J Clin Med. 2021 Sep 6;10(17):4019. doi: 10.3390/jcm10174019.
BACKGROUND: Immunomodulatory drugs have been used in patients with severe COVID-19. The objective of this study was to evaluate the effects of two different strategies, based either on an interleukin-1 inhibitor, anakinra, or on a JAK inhibitor, such as baricitinib, on the survival of patients hospitalized with COVID-19 pneumonia.
METHODS: Individuals admitted to two hospitals because of COVID-19 were included if they fulfilled the clinical, radiological, and laboratory criteria for moderate-to-severe disease. Patients were classified according to the first immunomodulatory drug prescribed: anakinra or baricitinib. All subjects were concomitantly treated with corticosteroids, in addition to standard care. The main outcomes were the need for invasive mechanical ventilation (IMV) and in-hospital death. Statistical analysis included propensity score matching and Cox regression model.
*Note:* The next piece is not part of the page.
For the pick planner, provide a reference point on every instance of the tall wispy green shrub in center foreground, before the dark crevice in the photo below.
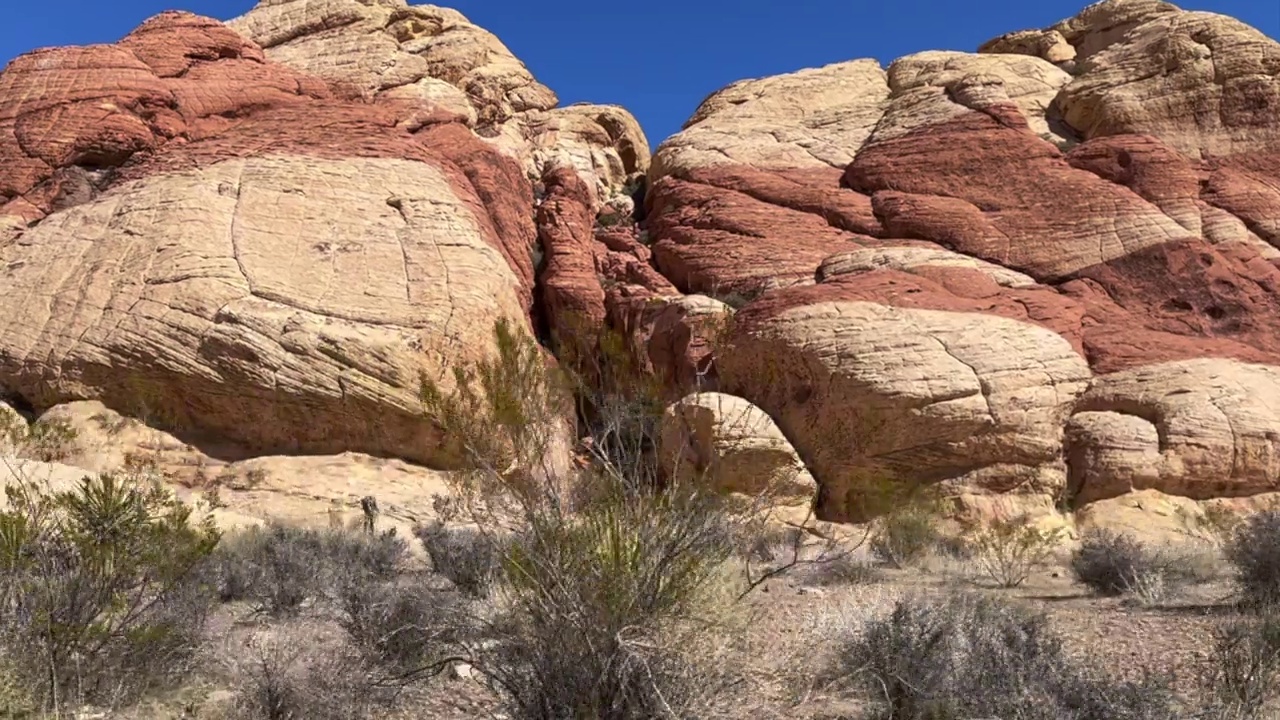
(614, 573)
RESULTS: The study subjects included 125 and 217 individuals in the anakinra and baricitinib groups, respectively. IMV was required in 13 (10.4%) and 10 (4.6%) patients, respectively (p = 0.039). During this period, 22 (17.6%) and 36 (16.6%) individuals died in both groups (p = 0.811). Older age, low functional status, high comorbidity, need for IMV, elevated lactate dehydrogenase, and use of a high flow of oxygen at initially were found to be associated with worse clinical outcomes. No differences according to the immunomodulatory therapy used were observed. For most of the deceased individuals, early interruption of anakinra or baricitinib had occurred at the time of their admission to the intensive care unit.
CONCLUSIONS: Similar mortality is observed in patients treated with anakinra or baricitinib plus corticosteroids.